The Independent Fiscal Office was created five years ago to provide number-crunching with no spin, but it isn't getting the last word in the state budget debate.
Gov. Tom Wolf's administration has vigorously disputed the IFO finding that the governor's spending plan would stick even the poorest Pennsylvanians with a tax increase.
Republicans already opposed to the governor's myriad tax proposals were vindicated by the study, while Democrats parsed the report's various findings and suggested its agreements with the administration are more significant than its disagreements.

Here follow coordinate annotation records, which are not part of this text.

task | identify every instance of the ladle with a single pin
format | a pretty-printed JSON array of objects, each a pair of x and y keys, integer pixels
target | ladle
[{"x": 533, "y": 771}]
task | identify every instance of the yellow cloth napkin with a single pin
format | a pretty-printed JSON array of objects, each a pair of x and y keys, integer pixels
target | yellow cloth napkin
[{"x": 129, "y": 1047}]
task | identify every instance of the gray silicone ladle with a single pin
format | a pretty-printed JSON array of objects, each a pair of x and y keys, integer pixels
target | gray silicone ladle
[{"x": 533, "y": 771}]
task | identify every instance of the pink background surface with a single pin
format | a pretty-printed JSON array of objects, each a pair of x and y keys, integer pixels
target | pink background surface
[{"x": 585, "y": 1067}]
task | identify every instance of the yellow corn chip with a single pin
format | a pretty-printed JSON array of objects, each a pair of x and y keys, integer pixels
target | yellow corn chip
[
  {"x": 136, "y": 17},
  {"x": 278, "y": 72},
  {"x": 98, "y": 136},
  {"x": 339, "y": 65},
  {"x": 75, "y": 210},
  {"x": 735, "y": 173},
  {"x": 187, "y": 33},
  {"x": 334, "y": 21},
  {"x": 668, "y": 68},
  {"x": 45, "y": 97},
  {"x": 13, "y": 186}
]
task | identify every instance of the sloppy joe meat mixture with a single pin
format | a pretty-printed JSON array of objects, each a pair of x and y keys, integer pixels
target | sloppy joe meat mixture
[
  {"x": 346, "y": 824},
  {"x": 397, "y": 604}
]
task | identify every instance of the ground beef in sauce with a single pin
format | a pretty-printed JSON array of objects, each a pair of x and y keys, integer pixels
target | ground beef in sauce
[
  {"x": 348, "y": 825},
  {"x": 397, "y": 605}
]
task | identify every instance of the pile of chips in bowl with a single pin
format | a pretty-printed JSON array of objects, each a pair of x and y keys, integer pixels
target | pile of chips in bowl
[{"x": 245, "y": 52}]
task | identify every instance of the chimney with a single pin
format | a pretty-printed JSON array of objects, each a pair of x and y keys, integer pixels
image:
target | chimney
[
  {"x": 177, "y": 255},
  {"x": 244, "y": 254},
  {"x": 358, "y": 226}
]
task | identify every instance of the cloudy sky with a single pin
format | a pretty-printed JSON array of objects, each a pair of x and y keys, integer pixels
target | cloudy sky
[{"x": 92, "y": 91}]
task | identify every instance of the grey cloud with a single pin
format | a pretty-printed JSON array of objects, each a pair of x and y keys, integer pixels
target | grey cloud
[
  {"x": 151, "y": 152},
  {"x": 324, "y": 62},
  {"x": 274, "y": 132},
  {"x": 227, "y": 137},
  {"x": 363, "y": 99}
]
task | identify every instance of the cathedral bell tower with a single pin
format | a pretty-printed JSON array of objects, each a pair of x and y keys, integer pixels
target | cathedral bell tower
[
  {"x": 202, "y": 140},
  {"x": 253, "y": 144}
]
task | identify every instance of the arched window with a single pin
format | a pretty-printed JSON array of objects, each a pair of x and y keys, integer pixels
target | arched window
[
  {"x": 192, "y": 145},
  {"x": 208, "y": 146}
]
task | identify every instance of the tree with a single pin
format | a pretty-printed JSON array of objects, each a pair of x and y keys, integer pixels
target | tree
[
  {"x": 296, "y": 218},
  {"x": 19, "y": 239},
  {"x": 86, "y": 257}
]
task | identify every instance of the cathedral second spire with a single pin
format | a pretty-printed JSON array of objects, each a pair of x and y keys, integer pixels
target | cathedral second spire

"Their conclusion really was that the tax package that Wolf has proposed would represent a more progressive tax system. In other words, lower-income tax payers would not shoulder as heavy a burden as higher-income tax payers," said Miriam Fox, Democrats' executive director of the House Appropriations Committee.
"Every study is debatable," she added about the IFO report. "There should always be discussion and, yes, they're helpful in adding their voice to that discussion."
Mike Stoll, spokesman for the Republicans on the House Appropriations Committee, said he trusts the IFO.
"You look at the criticism that the administration's suggested on some of these reports — it is much more politically motivated," Stoll said.
Wolf staffers say they're not picking a political fight. They point to specific problems they have with some of the IFO's assumptions — like the estimated impact of a tax on natural gas drillers and the money that would come from closing a corporate tax loophole.
This is not the first time the governor's office has differed from the IFO. The Wolf administration has pegged the state's deficit at $2.3 billion. The IFO, counting leftover funds from past budget years, has said the gap is actually $1.6 billion.